Abolition today

As I’ve been on this journey to learn, and act, related to Mutual Aid and Black Lives Matter, I’ve been learning what is meant by abolition today. When I thought about abolition, I thought about the abolition of slavery, or the death penalty. Today abolition refers to the abolition of police and a punitive criminal justice system.

BLM Philly seeks the abolition of police, jails, and the criminal justice system. Simultaneously, we are advancing solutions and supports that counteract the damage the carceral system has inflicted on our communities.

Black Lives Matter, Philadelphia

This morning I came across this amazing article about criminal justice.

On Aug. 21, Michael Stepanek drove his car through our Iowa Freedom Riders protest in Iowa City, hitting several of us and scaring the hell out of the rest of us. His justification, that we needed an “attitude adjustment,” is a white supremacist outlook.

Earlier this month, we heard from the Associated Press that his charges would be dropped and that Stepanek wouldn’t go to prison. Between Huffington Post and the Chicago Tribune, the news got around about the judge’s decision, and the vast majority of folks we heard from were disturbed and furious that Johnson County District Judge Paul Miller let him off without additional incarceration.

But to wish prison on this man is to misunderstand the Black Lives Matter protests of this summer, and to misunderstand the centuries of abolitionist work that have led us here.

Our country is obsessed with revenge. When harm occurs, the only consequences we have been taught to imagine are punitive ones. We have been taught that if someone has “done wrong,” they must be punished to learn a lesson.

Scholar and activist Angela Davis has described this false notion of justice: “Retributive justice is when we have internalized the idea that when someone commits a harm, we must do to them what they have done to us. If we feel injured, then they must also be injured. This is a vengeful retributive justice that has drastically limited our ability to respond to social harm with humanity and compassion. When harm occurs, right now we don’t ask, ‘How can we build relationship with them so that the harms no longer occur?’ We only ask, ‘How can we punish them?’”

So, we must be better than our government officials and our police who imagine only consequences via revenge. We must resist the omnipresent social messaging that revenge is equal to justice. A truly transformative justice centers those who are harmed and works with them to find how to achieve reparations.

But it simultaneously asks “why?” about the harm that occurred and locates individual harms in the context of systemic problems. It seeks to provide resources to people like Mr. Stepanek to ensure that he never commits the same harm again. A truly transformative justice recognizes that harm-doers do not get better in prison. Prison is a site of abuse and dehumanization. It takes people away from their family, friends, community, good education, decent health care, hopefulness — all the things that people need for a healthy life — all things that people need to grow.
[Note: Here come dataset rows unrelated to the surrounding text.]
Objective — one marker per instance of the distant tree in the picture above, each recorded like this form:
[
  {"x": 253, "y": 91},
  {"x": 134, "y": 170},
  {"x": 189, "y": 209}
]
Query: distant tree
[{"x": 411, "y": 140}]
No prison for the man who intentionally drove through our protest? We agree, and this is why. We must never legitimize any part of this rapacious system, steeped in neoliberal reforms and racial capitalism that has unrelentingly plundered Black and Brown life for centuries. Ala Mohamed, Des Moines Register, Iowa View, Jan 16, 2021.

Police terror and mass incarceration do not exist in a vacuum. In our country, harm and punishment have invaded every aspect of society, and have done so with surgical racial precision. We see it in the ways we address drug dependency and mental health crises by disproportionately putting Black and Brown people behind bars instead of providing holistic treatment. We see it in inhumane panhandling laws and cash bail that punishes people for being poor. We see it when we suspend Black children from school and give them detention at disproportionate rates. At each step, our government has legitimized punishing Black and Brown people. It is not surprising, then, that the police commit harm and violence against Black and Brown bodies with impunity—and at alarming rates.

We need to radically reimagine our concept of justice and safety. For too long, we have addressed harm with reciprocal harm. Our elected and appointed officials catered to our worst retributive instincts, resulting in mandatory minimums, sentencing enhancements, and over-policing. What did it get us? An unaddressed drug dependency and mental health crisis, jails overflowing with Black and Brown people, and too many lost loved ones to count.

What we need now is a focus on health and healing. While some pundits and naysayers saw calls to defund the police and invest in Black communities as pipe dreams, our movement did what it always does. We listened, we got to work, and we wrote the BREATHE Act. While it has not been introduced into Congress just yet, we do have champions: Reps. Ayanna Pressley and Rashida Tlaib spoke at the press launch for the bill. We want the next Presidential administration to prioritize the passing of this powerful modern day civil rights legislation. We built the roadmap to take us away from harm and towards health and healing—now, we hope they follow it.

The BREATHE Act Is the Modern-Day Civil Rights Legislation We Need BY PATRISSE CULLORS, Teen Vogue, NOVEMBER 19, 2020

Quakers have a long history of working for the abolition of slavery. And the abolition of the death penalty. Will we contribute to the prison abolition movement today? How can you be involved? One way is to look for Mutual Aid projects and/or Black Lives Matter projects near you. And you can support the Movement for Black Lives’ Breathe Act.